Although the underlying mechanisms of MPM have not been fully elucidated, inherited predisposition is thought to be an important factor . Such predispositions include Lynch syndrome, an autosomal dominant-inherited disorder of colorectal cancer, and susceptibility to other tumors caused by germline mutations in DNA mismatch repair genes . The immune system of patients was suggested to be another important factor , and intensive exposure to carcinogens including chemotherapy and/or radiotherapy used in the treatment of tumors [26, 27] and field cancerization in organs exposed to carcinogens, leading to the proliferation of numerous primary tumors, have also been suggested to be responsible for MPM [28, 29].
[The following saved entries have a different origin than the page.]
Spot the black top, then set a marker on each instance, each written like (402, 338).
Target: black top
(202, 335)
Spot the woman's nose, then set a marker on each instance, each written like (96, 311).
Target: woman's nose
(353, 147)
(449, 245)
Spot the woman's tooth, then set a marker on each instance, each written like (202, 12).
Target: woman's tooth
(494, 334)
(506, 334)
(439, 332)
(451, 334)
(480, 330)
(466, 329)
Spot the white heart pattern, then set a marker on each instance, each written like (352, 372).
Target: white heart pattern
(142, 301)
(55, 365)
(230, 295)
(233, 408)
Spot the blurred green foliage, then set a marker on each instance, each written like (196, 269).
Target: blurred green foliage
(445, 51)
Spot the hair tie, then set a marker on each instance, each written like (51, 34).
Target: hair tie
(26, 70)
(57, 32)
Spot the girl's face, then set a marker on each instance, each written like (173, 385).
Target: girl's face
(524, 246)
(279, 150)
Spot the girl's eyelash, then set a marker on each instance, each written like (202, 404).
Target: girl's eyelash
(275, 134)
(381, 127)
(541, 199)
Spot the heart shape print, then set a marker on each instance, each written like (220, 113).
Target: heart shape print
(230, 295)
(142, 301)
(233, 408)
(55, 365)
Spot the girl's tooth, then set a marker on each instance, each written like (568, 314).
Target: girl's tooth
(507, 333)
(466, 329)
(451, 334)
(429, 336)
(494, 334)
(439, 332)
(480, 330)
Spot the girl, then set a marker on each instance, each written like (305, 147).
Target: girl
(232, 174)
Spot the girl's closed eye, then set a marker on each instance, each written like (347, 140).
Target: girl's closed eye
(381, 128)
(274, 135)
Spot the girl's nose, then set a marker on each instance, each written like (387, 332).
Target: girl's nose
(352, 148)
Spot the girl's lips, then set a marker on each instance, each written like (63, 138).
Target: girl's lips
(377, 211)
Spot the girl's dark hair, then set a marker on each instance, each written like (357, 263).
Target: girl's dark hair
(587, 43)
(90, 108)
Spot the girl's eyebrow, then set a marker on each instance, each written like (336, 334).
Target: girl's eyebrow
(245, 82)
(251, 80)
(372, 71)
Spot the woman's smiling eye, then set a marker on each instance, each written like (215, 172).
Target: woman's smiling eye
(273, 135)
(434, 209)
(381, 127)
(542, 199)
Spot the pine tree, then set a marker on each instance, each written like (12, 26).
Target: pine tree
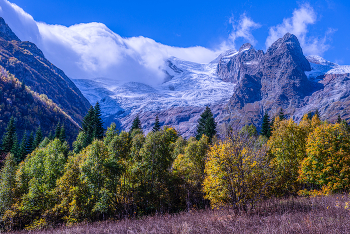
(339, 120)
(8, 138)
(58, 131)
(30, 143)
(62, 136)
(38, 138)
(206, 125)
(51, 136)
(15, 148)
(281, 114)
(136, 124)
(23, 148)
(98, 123)
(266, 127)
(7, 184)
(88, 122)
(156, 126)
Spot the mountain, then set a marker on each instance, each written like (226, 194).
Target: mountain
(30, 109)
(239, 86)
(284, 78)
(179, 100)
(28, 64)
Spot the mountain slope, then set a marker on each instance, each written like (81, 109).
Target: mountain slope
(29, 65)
(30, 109)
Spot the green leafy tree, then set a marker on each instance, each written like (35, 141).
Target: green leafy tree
(9, 136)
(156, 126)
(266, 127)
(136, 124)
(206, 125)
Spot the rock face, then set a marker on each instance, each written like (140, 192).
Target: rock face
(28, 64)
(278, 79)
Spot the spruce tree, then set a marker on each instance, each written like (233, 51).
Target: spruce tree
(8, 137)
(88, 122)
(266, 127)
(339, 120)
(281, 114)
(62, 136)
(38, 138)
(15, 148)
(98, 123)
(30, 143)
(23, 148)
(156, 126)
(7, 184)
(206, 125)
(58, 130)
(136, 124)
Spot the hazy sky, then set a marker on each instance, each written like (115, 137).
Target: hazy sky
(192, 30)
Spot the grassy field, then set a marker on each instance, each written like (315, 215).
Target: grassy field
(330, 214)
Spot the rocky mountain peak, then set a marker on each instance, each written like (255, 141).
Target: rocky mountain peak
(246, 46)
(288, 50)
(6, 33)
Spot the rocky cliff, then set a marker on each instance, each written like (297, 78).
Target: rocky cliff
(28, 64)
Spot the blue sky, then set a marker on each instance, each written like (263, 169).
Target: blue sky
(190, 23)
(133, 38)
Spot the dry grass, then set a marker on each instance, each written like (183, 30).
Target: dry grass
(301, 215)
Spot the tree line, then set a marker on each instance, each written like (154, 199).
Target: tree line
(118, 174)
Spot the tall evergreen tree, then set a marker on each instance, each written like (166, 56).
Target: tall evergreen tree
(8, 137)
(266, 126)
(15, 147)
(156, 126)
(62, 134)
(136, 124)
(98, 123)
(206, 125)
(23, 148)
(339, 120)
(88, 122)
(281, 114)
(58, 130)
(38, 138)
(30, 143)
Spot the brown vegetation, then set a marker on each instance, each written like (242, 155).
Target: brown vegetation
(328, 214)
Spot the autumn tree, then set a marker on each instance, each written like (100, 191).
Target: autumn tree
(327, 165)
(237, 172)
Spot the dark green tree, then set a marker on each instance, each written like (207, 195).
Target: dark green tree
(38, 138)
(23, 148)
(339, 120)
(15, 148)
(266, 126)
(281, 114)
(62, 134)
(98, 123)
(206, 125)
(8, 137)
(58, 131)
(156, 126)
(136, 124)
(30, 143)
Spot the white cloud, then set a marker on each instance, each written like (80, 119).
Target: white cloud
(298, 25)
(241, 29)
(92, 50)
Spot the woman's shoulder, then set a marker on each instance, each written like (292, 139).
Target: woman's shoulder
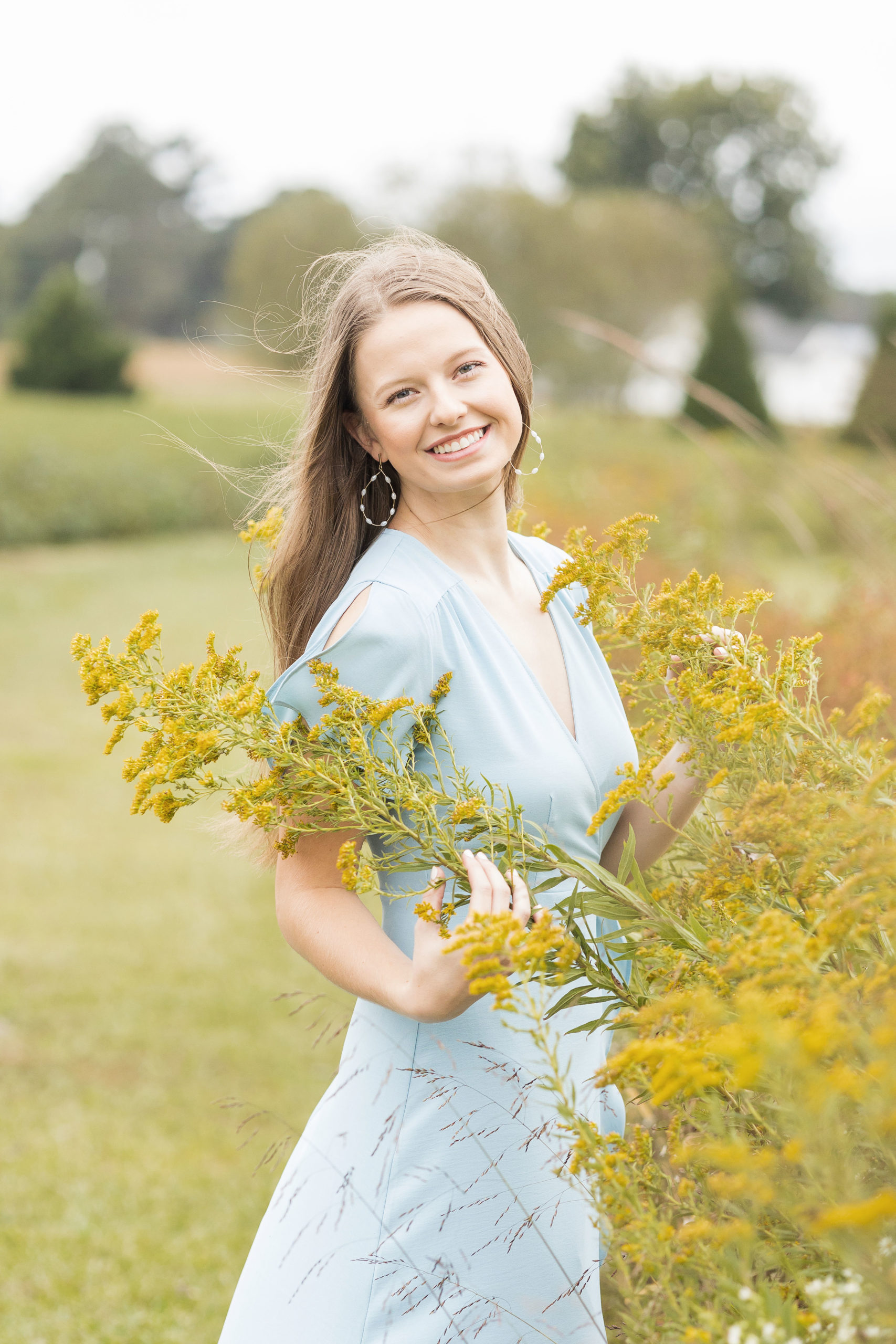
(388, 648)
(539, 554)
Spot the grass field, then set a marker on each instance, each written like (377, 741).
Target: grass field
(140, 965)
(140, 973)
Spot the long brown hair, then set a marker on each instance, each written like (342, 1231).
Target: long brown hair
(321, 480)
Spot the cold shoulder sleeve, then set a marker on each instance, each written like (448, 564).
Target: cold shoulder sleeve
(387, 652)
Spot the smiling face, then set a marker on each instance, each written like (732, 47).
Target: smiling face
(434, 402)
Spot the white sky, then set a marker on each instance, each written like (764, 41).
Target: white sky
(338, 92)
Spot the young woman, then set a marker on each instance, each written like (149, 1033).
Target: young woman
(424, 1203)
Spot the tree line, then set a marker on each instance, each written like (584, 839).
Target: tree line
(672, 194)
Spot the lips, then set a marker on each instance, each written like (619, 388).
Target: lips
(460, 447)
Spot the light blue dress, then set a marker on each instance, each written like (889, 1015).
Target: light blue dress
(424, 1203)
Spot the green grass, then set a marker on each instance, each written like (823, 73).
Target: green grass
(140, 973)
(75, 467)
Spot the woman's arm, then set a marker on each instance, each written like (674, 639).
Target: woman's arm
(330, 927)
(652, 838)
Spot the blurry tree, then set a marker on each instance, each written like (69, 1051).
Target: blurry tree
(875, 416)
(123, 219)
(66, 344)
(272, 250)
(726, 363)
(625, 257)
(745, 156)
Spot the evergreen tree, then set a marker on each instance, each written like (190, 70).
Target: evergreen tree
(124, 218)
(726, 363)
(66, 344)
(745, 158)
(875, 414)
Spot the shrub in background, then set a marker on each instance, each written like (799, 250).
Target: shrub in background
(66, 344)
(875, 416)
(726, 363)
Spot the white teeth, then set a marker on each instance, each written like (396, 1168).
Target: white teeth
(460, 444)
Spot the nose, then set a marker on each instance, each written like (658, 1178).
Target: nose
(448, 407)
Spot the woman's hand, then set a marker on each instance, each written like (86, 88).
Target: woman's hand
(438, 988)
(722, 652)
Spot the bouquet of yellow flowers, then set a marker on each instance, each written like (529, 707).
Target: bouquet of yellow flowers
(755, 1195)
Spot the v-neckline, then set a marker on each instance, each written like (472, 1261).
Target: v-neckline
(498, 625)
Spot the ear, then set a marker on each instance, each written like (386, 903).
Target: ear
(358, 429)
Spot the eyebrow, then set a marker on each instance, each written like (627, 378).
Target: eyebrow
(453, 359)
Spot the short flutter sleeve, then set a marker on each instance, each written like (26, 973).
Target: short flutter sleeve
(387, 652)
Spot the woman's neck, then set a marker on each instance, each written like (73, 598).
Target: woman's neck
(471, 537)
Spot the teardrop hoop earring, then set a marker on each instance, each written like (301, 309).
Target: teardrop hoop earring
(535, 469)
(388, 481)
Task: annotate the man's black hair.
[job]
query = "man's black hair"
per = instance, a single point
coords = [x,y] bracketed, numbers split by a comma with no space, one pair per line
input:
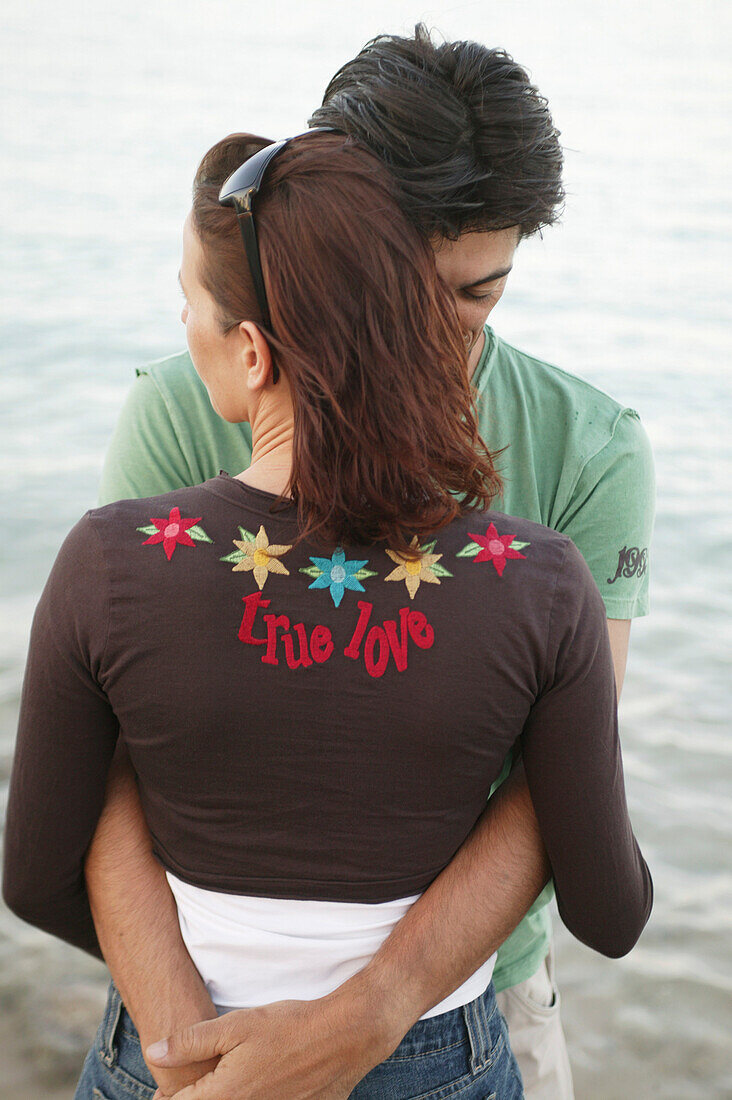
[466,133]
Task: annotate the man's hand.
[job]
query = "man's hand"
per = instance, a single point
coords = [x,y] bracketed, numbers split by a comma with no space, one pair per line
[290,1049]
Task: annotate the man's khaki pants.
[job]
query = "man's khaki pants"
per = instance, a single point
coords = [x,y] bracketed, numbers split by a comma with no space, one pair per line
[532,1011]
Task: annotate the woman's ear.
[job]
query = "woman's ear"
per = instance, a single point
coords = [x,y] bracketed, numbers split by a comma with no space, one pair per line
[258,355]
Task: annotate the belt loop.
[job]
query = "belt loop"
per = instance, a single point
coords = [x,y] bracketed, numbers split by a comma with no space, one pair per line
[480,1041]
[107,1052]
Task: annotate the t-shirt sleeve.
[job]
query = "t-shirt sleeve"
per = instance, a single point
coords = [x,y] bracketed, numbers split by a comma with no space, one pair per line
[610,517]
[575,771]
[144,457]
[66,738]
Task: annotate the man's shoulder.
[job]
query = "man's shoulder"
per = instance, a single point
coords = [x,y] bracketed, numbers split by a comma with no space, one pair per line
[567,408]
[175,378]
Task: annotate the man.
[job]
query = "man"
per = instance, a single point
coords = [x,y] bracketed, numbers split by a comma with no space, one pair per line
[474,152]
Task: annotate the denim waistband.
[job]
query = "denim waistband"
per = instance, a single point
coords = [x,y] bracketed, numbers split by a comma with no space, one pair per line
[430,1034]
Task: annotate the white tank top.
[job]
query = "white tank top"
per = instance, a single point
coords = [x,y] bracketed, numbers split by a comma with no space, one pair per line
[254,950]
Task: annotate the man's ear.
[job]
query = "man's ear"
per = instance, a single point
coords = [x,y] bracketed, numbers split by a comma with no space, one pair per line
[258,356]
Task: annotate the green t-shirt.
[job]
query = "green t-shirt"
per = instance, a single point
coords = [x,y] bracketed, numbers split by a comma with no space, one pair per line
[575,460]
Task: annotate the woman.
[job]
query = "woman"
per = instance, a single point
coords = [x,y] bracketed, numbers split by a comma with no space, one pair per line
[319,666]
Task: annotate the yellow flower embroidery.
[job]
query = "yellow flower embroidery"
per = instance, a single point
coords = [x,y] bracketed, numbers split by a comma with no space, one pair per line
[414,572]
[260,557]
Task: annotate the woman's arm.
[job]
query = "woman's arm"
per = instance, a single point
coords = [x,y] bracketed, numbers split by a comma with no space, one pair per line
[458,923]
[137,924]
[574,766]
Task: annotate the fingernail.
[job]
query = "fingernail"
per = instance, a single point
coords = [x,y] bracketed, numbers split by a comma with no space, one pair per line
[157,1049]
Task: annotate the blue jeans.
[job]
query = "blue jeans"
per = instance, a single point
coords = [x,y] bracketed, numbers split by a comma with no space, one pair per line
[463,1053]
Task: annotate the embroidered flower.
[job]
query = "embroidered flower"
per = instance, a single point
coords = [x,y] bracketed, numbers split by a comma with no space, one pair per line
[338,574]
[413,573]
[174,531]
[254,552]
[493,547]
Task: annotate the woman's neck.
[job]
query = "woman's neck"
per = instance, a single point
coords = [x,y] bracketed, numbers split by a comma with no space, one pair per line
[272,453]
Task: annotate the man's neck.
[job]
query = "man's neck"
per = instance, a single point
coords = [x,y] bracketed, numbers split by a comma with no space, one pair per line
[476,352]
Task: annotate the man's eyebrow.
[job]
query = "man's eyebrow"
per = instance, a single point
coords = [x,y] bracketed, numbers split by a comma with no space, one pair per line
[488,278]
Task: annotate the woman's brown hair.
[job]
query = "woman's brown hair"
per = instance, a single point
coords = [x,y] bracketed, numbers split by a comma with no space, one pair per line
[385,439]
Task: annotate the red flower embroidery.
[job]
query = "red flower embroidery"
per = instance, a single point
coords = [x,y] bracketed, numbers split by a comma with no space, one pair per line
[171,531]
[496,548]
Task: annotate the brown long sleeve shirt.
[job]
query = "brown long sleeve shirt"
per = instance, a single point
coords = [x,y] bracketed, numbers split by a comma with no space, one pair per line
[316,724]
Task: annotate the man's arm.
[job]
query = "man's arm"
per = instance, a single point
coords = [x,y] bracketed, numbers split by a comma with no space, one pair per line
[620,636]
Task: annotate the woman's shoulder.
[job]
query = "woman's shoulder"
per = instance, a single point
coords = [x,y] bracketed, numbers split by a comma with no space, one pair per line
[496,532]
[171,518]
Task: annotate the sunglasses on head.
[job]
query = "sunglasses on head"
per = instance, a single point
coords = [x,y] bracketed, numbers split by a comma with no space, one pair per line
[239,191]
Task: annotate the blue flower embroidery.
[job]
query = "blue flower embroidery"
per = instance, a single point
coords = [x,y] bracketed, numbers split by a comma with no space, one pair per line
[338,574]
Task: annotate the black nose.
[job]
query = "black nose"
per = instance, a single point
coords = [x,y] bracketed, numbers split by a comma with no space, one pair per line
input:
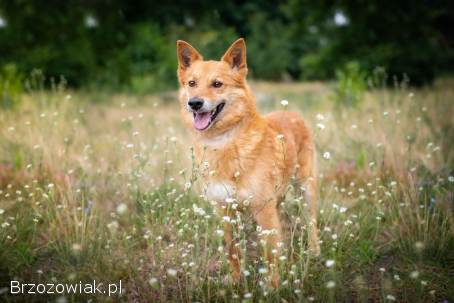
[195,103]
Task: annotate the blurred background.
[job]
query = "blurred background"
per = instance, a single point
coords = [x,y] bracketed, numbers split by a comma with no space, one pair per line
[130,45]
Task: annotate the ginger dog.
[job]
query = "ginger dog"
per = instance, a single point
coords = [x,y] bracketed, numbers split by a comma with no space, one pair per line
[251,157]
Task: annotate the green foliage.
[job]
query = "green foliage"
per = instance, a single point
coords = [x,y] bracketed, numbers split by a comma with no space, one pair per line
[120,45]
[351,85]
[271,57]
[10,86]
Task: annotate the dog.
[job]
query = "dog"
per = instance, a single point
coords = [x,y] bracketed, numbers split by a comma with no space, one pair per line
[251,158]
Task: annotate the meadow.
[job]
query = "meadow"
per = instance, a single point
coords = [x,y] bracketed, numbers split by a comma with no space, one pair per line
[104,186]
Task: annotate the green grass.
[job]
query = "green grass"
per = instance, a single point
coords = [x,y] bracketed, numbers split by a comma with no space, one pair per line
[108,191]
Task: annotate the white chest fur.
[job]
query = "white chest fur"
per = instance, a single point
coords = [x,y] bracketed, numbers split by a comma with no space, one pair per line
[218,141]
[219,191]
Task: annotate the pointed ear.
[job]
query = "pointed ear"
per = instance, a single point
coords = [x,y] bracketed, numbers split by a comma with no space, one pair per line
[186,54]
[235,56]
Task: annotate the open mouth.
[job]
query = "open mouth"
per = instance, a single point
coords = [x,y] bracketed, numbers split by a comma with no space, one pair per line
[203,120]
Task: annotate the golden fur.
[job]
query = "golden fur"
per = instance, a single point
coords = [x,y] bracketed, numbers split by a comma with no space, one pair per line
[251,157]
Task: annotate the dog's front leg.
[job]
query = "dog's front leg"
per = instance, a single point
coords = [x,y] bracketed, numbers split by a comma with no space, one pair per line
[267,217]
[233,252]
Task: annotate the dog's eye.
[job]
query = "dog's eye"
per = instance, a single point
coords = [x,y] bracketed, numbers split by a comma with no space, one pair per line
[217,84]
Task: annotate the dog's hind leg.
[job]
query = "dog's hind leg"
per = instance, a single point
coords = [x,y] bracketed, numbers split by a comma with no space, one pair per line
[233,252]
[308,174]
[310,195]
[267,218]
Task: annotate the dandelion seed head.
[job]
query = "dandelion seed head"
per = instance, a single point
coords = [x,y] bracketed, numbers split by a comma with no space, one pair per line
[330,284]
[329,263]
[122,208]
[284,103]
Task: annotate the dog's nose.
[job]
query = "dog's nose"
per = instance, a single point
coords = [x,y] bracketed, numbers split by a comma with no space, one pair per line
[195,103]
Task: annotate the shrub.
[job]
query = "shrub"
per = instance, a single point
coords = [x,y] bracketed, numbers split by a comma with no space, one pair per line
[10,87]
[351,84]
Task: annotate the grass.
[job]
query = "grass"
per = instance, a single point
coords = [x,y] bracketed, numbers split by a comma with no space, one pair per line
[108,191]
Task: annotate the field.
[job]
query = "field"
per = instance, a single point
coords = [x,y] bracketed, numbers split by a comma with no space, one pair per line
[104,187]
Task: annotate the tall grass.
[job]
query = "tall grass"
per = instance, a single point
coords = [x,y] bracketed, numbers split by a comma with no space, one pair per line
[108,191]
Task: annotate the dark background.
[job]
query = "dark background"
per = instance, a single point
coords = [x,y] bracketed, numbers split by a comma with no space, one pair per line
[131,44]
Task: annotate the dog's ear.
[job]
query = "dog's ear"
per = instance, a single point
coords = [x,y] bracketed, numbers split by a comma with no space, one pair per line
[186,54]
[235,56]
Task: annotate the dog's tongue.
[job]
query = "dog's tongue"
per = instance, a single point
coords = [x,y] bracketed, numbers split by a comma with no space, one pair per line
[202,120]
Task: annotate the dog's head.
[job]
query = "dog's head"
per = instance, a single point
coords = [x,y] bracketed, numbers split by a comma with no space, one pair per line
[214,95]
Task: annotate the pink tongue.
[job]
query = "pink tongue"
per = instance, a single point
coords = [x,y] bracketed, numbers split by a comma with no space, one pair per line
[202,120]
Recently, “ALKoma” was proposed as a cancer subtype with a shared target as an essential growth driver . More and more investigators suggest that cancers of different organs of origin, but with the same molecular targets, should be managed together because the common molecular targets observed in diverse tumors determine clinical practice better than organ-based classification . Consequently, further genetic and molecular studies using next-generation sequencing explored whether MPM involving lung cancer share common molecular targets, such as EGFR, Kirsten rat sarcoma viral oncogene homolog (KRAS) and anaplastic lymphoma kinase (ALK) to improve therapeutic outcome. Further genetic and molecular investigations will focus on understanding the pathogenesis of MPM involving lung cancer and improving therapeutic outcomes.
There are two new features in the present study that differ from previous reports. First, this study had the largest number of MPM cases involving lung cancer in mainland People’s Republic of China. Second, it is the first study to explore the impact of both time of tumor occurrence (synchronous MPM vs. metachronous MPM) and order of tumor occurrence (LCF MPM vs OCF MPM) on the survival of MPM patients. Our results show that metachronous MPM patients have a better prognosis compared with synchronous MPM patients, 6 months intervals may partially explained why metachronous MPM patients have a better prognosis than synchronous MPM patients.
Although our study revealed some unique results, there are some potential shortcomings and limitations. First, the study was retrospective and was conducted at a single institution. Second, the study did not explore the impact of extrapulmonary primary malignancies on lung cancer survival. Third, some information was deficient because of the long follow-up duration. Nonetheless, the consistency with reported studies confirms the validity of our conclusions.